Artists breathe new life into old, recycled pieces
By Becky Barclay
Published in News on July 14, 2010 1:46 PM
Where can you find people made out of old car parts, license plate guitars and airplane whirligigs? At the newest exhibit at the Arts Council of Wayne County.
"reinCARnation" is not your typical in-depth, examine-the-art-to-see-what-its-hidden-message-is show, but is just a fun exhibit, Becca Scott Reynolds, gallery and education director, said.
"For our summer exhibits, I like to keep the art very light, very fresh, something that's very easy for you to bring the kids to enjoy while they are out of school," she said. "It's something for you to stop by on your way to the beach and soak in a little art."
There will be guitar art by Peter Geiger. He takes license plates and recycles them into custom-made guitars.
"They are incredible," Mrs. Reynolds said. "He uses old license plates from all over and makes these cool, funky guitars. Some look like acoustic guitars and others like other kinds of guitars."
Mrs. Reynolds said Geiger's guitars are very popular in restaurants and bars, and many can be found in the homes of private collectors.
Local artist Brenda Behr will display some of her plein air artwork. Those include paintings of automobiles that she's done on location.
Jason Hawley will have some of his sculptures in the exhibit.
"Jason is a local guy who doesn't consider himself an artist," Mrs. Reynolds said. "He's a welder who has created sculptures of people out of auto parts, mostly mufflers. He used found motor parts, mufflers, catalytic converters and pieces from exhaust systems from a Ford Mustang and a Toyota truck.
"They are really creative and popular pieces. One of them is life-sized. He made it according to the dimensions of his body, the size of a grown man. I think people are really going to be drawn to that, especially children."

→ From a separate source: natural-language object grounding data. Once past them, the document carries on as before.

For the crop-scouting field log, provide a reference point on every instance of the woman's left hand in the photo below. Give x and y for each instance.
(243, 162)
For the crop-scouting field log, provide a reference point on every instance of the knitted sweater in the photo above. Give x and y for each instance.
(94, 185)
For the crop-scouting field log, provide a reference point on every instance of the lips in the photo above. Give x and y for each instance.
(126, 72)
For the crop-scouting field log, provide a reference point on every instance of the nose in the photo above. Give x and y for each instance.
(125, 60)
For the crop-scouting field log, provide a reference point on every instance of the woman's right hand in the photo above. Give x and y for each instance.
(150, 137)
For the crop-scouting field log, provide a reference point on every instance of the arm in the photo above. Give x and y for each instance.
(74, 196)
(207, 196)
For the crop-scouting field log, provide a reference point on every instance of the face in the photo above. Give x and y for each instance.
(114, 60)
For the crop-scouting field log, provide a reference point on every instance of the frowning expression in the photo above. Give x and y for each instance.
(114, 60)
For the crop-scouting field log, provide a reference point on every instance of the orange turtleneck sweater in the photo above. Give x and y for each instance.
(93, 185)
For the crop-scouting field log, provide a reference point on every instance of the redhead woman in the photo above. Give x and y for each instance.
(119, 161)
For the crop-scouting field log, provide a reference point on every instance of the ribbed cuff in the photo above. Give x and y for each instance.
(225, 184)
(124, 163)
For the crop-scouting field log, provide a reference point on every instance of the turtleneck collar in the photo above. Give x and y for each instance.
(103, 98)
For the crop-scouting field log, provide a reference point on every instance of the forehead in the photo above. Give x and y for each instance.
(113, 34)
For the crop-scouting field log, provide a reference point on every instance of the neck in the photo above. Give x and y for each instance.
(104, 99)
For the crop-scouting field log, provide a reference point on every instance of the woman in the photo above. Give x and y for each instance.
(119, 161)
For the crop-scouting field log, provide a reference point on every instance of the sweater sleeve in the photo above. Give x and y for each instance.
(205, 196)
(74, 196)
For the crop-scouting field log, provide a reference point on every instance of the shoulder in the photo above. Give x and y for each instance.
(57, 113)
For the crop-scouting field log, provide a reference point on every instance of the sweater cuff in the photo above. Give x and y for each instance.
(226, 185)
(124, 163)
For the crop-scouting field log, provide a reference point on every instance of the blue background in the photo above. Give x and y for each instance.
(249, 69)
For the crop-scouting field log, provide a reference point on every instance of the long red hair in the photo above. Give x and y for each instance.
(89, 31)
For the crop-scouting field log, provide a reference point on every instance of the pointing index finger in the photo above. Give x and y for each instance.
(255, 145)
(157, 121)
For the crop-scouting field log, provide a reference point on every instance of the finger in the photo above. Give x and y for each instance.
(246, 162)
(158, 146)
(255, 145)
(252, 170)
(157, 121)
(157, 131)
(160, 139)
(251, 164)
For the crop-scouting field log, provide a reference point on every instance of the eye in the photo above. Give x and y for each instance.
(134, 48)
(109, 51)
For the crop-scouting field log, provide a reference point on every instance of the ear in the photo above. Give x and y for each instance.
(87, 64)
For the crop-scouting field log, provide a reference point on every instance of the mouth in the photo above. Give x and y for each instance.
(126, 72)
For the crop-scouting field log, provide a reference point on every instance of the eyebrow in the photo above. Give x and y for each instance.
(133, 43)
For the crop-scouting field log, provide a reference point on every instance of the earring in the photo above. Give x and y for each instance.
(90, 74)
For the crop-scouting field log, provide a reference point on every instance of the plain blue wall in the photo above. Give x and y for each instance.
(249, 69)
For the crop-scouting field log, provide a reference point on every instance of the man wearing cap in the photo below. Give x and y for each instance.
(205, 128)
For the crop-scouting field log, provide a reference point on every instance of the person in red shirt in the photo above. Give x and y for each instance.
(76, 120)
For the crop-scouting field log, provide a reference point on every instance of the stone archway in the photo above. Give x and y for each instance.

There will also be whirligigs by Vollis Simpson, a well-known folk artist who uses found items for his creations.
"His work is growing in popularity," Mrs. Reynolds said. "He's 91 and has had a documentary film done about him and has had an article in the New York Times. Several of our supporters have whirligigs that Vollis created."
The Onslow Outdoor Painter's Society also will have several pieces in the exhibit. Its members have done a series of junkyard paintings and cars on location.
"We are very excited to have their work and hope to have more of their work on exhibit here in the future," Mrs. Reynolds said. "They do plein air painting, which is very exciting. It's painted on site in the plain air outdoors."
She said the group's members work in a variety of media including acrylics, oils and watercolors.
"The 'reinCARnation' idea will be interesting for people to take on," Mrs. Reynolds said. "It will include the automobile artwork and some of the green things the artists are doing with recycling.
"It's interesting how the artists take everyday objects that people would throw away and they are creating a livelihood out of this wide variety of things."
She said this type of artwork borders on folk art in style, but it's really growing in popularity. Green art is one of the fastest growing sectors of art, she said.
Mrs. Reynolds noted that even people who may not consider themselves art people will find something they like in this show.
"It's something that's very different, very concrete and easy to understand," she said. "There's a place for all types of art in the world and definitely a place for art that's easy to enjoy just because it's fun."
reinCARnation runs through July 29 in lower level gallery of the Arts Council.
Hours are Monday through Friday from 9 a.m. to 5 p.m., and it is free.